Qualidade dos gastos

De acordo com Meirelles, mais importante do que o valor despendido com áreas como saúde, educação e segurança, é a qualidade desses gastos. "Dados da educação e da saúde hoje mostram que a alocação de recursos não é o problema. É preciso melhorar a qualidade do serviço prestado à população", afirmou em coletiva de imprensa. Para o ministro, não há contradição com o que o presidente interino declarou anteriormente. "OS recursos serão preservados, haverá correção pela inflação. Temer concorda totalmente com a PEC e é o grande patrocinador desse plano", esclareceu.

Meirelles destacou que a ideia da PEC é trazer mais credibilidade ao mercado, retomando a confiança para investir do setor produtivo. "Não há possibilidade de prosseguir economicamente no Brasil gastando muito mais do que a sociedade pode pagar. Este não é um plano meramente fiscal. Ele vai ajudar a recuperar a confiança do mercado, a gerar emprego e renda", disse.

Analistas de mercado concordam com esse posicionamento. Para Zeina Latif, economista-chefe XP Investimentos, a reação dos setores ligados à saúde e educação é certa, mas essa negociação entre governo e sociedade se faz necessária em momentos de recessão. "Não estamos falando de corte de gastos, mas de contenção de aumento. O atual desequilíbrio fiscal está condenando o país a não crescer. O fato é que acabou o dinheiro e não há opção além de mexer em direitos previstos na Constituição", afirma. Segundo a economista, a sociedade e o setor produtivo foram muito "complacentes" com o slogan do "Brasil que está na moda", criado pelo mercado internacional (a capa da The Economist de 2009 estampava "o Brasil decola") e endossado pelo governo brasileiro numa estrutura expansionista de gastos. "O bom da crise é que ela gera uma oportunidade de rediscutirmos problemas estruturais", complementa.

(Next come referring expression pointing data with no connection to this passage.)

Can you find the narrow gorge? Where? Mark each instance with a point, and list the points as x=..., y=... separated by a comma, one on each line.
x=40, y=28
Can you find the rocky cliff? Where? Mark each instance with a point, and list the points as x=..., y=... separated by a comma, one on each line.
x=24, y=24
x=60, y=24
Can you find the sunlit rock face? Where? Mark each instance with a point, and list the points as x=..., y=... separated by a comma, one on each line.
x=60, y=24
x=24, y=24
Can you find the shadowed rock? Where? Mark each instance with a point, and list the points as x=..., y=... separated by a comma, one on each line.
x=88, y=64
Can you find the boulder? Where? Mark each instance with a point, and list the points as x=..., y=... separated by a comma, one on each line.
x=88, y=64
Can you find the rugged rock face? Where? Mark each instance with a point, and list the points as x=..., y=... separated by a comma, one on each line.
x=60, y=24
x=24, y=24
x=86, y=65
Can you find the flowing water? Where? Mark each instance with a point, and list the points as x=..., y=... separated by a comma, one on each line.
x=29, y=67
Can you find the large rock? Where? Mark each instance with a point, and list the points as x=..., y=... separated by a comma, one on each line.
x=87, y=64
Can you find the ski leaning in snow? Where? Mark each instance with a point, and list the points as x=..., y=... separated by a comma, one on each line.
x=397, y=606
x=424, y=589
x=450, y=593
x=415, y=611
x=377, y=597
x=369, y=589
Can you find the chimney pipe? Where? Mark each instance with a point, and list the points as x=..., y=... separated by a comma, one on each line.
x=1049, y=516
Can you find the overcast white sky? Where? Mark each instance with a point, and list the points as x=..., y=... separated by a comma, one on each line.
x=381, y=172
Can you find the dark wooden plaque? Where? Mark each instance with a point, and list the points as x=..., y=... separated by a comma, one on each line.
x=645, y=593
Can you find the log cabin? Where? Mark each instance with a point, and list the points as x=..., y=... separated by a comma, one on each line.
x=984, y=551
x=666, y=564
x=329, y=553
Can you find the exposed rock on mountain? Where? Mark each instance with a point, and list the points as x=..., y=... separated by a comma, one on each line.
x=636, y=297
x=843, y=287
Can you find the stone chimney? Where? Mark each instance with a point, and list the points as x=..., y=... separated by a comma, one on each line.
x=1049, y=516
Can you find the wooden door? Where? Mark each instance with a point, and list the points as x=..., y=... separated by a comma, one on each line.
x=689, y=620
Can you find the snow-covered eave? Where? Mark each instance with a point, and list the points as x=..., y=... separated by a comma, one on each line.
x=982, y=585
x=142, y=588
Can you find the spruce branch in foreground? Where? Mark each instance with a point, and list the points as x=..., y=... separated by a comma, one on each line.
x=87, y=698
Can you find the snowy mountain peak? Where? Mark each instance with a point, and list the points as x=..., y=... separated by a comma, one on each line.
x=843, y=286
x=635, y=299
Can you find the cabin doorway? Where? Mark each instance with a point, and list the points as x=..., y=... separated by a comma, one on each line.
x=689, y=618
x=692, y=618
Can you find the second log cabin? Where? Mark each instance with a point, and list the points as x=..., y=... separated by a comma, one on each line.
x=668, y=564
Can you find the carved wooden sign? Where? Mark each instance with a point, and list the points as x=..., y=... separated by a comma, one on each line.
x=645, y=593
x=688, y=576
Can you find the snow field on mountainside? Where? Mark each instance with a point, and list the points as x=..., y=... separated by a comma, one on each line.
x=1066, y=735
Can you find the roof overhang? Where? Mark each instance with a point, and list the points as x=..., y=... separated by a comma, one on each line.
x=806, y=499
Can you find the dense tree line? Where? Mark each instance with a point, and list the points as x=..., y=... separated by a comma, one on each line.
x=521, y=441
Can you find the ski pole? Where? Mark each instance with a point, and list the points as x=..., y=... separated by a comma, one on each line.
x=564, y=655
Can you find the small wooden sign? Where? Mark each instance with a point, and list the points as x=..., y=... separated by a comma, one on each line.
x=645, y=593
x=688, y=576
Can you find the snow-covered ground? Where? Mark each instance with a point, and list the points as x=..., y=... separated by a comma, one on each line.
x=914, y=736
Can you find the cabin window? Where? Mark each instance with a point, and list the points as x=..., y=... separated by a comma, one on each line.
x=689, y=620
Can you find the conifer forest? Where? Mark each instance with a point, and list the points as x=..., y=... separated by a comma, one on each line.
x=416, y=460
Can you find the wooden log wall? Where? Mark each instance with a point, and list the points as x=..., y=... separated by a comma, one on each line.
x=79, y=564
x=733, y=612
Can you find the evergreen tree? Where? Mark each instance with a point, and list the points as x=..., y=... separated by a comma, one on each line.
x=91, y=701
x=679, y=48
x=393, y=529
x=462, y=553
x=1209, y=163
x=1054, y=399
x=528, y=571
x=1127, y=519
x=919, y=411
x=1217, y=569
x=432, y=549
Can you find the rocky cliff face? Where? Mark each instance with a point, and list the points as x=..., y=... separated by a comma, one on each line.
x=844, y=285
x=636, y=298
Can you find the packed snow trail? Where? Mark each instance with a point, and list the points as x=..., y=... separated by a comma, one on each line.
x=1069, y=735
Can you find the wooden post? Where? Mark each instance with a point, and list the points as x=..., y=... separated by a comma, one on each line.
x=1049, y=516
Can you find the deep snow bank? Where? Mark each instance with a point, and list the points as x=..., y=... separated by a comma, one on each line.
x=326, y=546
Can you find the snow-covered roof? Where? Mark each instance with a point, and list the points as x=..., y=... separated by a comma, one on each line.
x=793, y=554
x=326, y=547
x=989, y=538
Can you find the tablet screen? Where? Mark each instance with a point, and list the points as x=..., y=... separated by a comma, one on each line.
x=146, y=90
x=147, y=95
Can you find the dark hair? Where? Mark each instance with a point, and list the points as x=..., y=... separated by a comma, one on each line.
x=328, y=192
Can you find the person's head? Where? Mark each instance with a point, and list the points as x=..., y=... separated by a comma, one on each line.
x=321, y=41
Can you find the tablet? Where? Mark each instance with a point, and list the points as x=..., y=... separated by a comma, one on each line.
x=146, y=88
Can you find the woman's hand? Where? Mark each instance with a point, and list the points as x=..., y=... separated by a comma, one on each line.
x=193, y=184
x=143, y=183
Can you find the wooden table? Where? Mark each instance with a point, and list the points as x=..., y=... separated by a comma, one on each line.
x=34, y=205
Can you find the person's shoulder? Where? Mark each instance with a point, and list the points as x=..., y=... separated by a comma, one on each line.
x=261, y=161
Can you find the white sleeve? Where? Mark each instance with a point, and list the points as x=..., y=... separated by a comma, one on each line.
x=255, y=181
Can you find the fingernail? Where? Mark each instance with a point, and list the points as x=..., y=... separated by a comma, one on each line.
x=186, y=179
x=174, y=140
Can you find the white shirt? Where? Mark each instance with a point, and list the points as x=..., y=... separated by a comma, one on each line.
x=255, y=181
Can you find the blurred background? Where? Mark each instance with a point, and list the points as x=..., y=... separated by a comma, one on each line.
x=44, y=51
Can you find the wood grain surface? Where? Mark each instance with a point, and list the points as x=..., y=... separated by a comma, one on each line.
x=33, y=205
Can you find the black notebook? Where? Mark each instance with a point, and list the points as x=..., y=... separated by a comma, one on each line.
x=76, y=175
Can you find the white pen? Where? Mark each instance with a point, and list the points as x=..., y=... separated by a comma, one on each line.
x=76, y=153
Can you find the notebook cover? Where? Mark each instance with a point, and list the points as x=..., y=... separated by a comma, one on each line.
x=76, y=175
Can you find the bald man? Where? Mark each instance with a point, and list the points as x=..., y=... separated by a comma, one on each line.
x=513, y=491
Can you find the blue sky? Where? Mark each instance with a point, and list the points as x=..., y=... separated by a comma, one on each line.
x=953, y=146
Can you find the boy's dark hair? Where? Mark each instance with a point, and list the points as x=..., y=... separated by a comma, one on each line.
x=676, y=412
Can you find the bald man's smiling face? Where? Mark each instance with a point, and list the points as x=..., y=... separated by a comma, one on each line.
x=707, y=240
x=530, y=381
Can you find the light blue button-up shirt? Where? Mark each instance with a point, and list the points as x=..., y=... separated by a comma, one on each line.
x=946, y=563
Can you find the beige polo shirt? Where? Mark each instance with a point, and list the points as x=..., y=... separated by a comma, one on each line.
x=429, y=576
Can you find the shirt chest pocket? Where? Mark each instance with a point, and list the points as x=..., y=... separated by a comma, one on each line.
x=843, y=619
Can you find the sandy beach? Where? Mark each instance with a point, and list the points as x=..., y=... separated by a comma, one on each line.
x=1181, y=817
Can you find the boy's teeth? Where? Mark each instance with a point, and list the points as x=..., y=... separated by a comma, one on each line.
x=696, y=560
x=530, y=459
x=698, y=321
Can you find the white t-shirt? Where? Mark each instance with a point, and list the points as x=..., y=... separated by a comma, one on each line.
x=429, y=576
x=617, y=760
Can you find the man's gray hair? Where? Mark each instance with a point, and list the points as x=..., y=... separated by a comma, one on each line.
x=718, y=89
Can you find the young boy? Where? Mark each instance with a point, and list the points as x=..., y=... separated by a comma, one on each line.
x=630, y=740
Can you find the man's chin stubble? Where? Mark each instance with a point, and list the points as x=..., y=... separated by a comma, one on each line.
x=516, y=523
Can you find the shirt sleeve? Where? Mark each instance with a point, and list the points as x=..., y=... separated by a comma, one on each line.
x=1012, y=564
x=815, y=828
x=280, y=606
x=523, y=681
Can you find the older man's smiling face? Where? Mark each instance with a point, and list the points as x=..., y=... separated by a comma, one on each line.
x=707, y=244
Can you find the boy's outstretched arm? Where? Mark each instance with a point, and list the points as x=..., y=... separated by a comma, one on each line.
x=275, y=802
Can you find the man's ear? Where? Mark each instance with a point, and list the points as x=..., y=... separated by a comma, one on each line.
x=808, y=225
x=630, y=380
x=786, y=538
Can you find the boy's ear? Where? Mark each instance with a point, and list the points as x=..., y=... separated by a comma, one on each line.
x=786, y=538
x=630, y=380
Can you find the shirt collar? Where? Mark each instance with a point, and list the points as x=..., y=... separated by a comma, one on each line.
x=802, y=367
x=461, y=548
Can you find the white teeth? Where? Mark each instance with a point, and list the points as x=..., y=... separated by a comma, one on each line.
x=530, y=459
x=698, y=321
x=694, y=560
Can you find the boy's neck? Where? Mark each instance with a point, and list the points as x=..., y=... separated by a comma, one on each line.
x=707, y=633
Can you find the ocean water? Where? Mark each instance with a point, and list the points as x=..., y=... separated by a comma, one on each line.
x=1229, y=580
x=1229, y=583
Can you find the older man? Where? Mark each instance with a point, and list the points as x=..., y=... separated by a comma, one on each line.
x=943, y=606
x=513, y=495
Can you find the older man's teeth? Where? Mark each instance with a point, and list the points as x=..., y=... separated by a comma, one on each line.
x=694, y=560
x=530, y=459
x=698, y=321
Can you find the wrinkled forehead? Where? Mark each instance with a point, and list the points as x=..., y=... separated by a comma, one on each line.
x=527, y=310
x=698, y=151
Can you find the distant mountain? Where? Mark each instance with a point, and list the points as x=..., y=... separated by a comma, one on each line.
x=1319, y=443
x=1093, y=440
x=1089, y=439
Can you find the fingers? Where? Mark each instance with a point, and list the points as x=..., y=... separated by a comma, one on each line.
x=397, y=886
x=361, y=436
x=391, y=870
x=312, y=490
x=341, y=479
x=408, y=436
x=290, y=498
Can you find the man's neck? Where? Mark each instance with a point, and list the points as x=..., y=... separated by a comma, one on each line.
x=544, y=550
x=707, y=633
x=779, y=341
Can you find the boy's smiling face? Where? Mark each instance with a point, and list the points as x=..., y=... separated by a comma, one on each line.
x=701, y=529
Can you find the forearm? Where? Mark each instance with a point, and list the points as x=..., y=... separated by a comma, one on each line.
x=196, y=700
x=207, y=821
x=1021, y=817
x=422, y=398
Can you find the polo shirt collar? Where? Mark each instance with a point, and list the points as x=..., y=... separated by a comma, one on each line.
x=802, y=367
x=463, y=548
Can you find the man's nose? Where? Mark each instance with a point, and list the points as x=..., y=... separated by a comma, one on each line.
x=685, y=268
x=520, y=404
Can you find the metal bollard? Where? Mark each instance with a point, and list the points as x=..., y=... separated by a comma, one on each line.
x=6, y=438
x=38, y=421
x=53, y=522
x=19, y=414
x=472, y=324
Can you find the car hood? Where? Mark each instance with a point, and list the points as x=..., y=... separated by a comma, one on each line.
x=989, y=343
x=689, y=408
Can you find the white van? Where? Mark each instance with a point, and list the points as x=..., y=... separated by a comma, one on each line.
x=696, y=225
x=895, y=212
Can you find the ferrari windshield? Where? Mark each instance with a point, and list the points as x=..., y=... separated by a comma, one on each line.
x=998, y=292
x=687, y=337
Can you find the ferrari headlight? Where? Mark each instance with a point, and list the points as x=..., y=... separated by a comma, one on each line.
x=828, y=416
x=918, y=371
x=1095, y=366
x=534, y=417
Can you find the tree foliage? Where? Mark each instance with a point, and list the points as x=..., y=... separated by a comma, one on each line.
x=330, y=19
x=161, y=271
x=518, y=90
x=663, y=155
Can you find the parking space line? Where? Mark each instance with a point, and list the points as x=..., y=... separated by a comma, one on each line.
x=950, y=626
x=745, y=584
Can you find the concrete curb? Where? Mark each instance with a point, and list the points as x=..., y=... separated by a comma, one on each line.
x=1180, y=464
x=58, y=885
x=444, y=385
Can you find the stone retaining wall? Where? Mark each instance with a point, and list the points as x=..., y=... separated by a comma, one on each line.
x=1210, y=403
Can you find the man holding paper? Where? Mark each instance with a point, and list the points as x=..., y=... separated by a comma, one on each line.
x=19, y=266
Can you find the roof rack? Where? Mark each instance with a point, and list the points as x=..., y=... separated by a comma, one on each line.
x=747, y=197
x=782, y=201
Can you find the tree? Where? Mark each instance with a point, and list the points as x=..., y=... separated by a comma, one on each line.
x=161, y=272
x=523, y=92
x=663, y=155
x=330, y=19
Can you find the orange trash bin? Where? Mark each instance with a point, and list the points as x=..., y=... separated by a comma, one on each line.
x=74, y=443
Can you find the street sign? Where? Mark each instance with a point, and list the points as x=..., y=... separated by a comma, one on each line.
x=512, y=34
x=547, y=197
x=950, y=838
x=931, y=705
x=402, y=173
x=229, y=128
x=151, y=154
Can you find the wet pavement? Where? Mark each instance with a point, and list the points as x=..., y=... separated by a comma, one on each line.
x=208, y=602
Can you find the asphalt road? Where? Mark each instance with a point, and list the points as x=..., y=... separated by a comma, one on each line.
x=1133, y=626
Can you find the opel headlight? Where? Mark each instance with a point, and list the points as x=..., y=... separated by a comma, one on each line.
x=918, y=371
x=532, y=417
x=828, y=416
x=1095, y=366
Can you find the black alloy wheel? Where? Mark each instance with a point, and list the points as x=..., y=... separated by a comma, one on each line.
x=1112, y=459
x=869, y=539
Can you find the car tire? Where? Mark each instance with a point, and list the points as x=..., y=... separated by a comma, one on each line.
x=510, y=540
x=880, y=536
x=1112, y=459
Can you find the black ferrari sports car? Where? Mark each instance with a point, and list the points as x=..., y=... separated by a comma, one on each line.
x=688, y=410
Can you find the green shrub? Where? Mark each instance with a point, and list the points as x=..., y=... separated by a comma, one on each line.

Uma alternativa possível para reequilibrar as contas públicas sem mexer nos direitos constitucionais seria aumentar arrecadação de impostos, o que foi descartado novamente pela Fazenda. Segundo o ministro, o Governo não trabalha com essa possibilidade tão cedo. Talvez, assim que a PEC entre em vigor e seus efeitos possam ser avaliados mais precisamente, chegue-se à conclusão de aumentar tributação. "Isso não está totalmente descartado para os próximos 20 anos, claro. Mas não há previsão de novos tributos agora", afirmou Meirelles.

A outra metade do problema

As medidas anunciadas nesta tarde podem não ser tão eficazes assim. De acordo com o economista Felipe Salto, especialista em contas públicas, as medidas anunciadas nesta quarta deixaram de foram metade das despesas, o que compromete a eficácia do pacote. Uma conta importante que ficou de fora do pacote de congelamento foi a Previdência, um segmento que abocanha mais de 40% dos gastos públicos obrigatórios.

Segundo escreveu em seu Twitter, a ideia de criar um teto para os gastos é positiva, mas o Governo contou uma "meia verdade" a respeito da saúde e da educação. "No fim das contas, os gastos sujeitos ao teto ficaram em torno de 50%, de modo que o restante poderá subir livremente. Qualquer gasto adicional exigirá redução em outra despesa. Não há mágica". Para ele, ainda há muito por explicar, mas o teto, nos moldes anunciados, "não resolverá o problema fiscal".

Ficaram de fora do pacote a Previdência, as transferências constitucionais a estados e municípios, créditos extraordinários, complementações ao Fundeb (fundo destinado à educação básica), despesas da Justiça Eleitoral com as eleições e despesas de capitalização de empresas estatais. Ao contrário dos gastos com benefícios de aposentadoria, a maior parte dessas outras despesas não foram incluídas porque sobem abaixo da inflação todos os anos.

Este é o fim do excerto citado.